To those who celebrate it: Happy Thanksgiving!

To those who will question the phrasing above: There are people outside the US whom I know and who do not celebrate the holiday. And there are people inside the US who understandably have difficulty finding things for which to be thankful--if they can do so at all. Nor am I certain that they ought to do so--and you ought not to be. It is not your life they live. It is not your circumstances they face. It is not yours to dictate whether they are or are not thankful for the circumstances in which they find themselves. Nor is it yours to dictate whether those circumstances are of their own making; you do not know. And you likely do not want to know--or, rather, you might like to know but are unwilling to do what it takes to know.

And I do know that.

To those who do not celebrate the holiday: fine. I hope your day is good to you and allows you to do some good in the world.

I will be working to do some good for my family.
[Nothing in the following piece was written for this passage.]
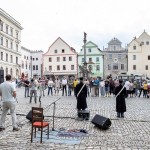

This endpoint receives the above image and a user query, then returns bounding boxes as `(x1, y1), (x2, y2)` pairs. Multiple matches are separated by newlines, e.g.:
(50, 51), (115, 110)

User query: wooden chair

Freelance work continues, and I have a project to do. (I should be able to get it done today.) Its completion will allow me to support my wife and my daughter just a little bit better, and I will admit to being more concerned with matters at the scale of my home than those of the regional, national, or world levels which I cannot meaningfully affect without setting aside the responsibilities which are mine to discharge. (And I am aware that such rhetoric is a tool used to oppress, albeit at lesser levels than others historically documented and unfortunately still ongoing; my deployment of it in reference to myself is a marker of how I have been shaped by such systems, I know.)
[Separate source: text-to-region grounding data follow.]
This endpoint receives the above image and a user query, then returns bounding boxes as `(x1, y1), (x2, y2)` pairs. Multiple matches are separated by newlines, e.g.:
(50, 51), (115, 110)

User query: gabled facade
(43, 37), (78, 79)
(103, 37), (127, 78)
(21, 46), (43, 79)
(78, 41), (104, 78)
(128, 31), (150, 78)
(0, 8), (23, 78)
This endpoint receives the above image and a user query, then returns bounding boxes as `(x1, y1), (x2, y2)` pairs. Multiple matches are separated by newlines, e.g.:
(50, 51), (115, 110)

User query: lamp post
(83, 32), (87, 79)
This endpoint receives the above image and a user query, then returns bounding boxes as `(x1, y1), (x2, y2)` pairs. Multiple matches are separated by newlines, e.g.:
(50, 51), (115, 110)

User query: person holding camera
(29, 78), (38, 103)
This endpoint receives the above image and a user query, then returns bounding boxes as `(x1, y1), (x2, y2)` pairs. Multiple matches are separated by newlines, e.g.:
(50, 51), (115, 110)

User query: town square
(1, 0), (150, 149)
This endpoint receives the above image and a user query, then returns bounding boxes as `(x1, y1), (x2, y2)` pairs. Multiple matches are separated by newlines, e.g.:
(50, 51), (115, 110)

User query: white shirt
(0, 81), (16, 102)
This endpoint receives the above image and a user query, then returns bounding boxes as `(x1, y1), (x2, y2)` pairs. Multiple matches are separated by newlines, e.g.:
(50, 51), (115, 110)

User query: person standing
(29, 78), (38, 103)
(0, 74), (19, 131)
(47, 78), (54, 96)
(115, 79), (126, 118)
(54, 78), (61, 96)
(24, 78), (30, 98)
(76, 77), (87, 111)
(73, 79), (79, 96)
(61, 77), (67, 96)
To those who will recoil at the thought of working on a holiday: Needs must. Am I not supposed to be diligent in providing for the needs of my family? Do their needs stop because it is a day appointed for celebration? Should I not use the resources available to me--the presence of family in the home--to make easier the work of supporting that family, relying on those here to tend to those here while I apply the skills I have to the task of earning income for them? Is that not the way appointed? And, after all, I am simply sitting at a desk, reading one piece to write another as I do in most of the work that I do; is this really so onerous a task that I need so much respite from it? Am I not derided as part of a class for doing that very thing and presuming to call it work? Why, then, should I leave off from it for a holiday, since it is not "real work" in the eyes of many? More, how should I do so, when there is much to do for the support of my family, to ensure that they have somewhat with which to celebrate if they are going to do so?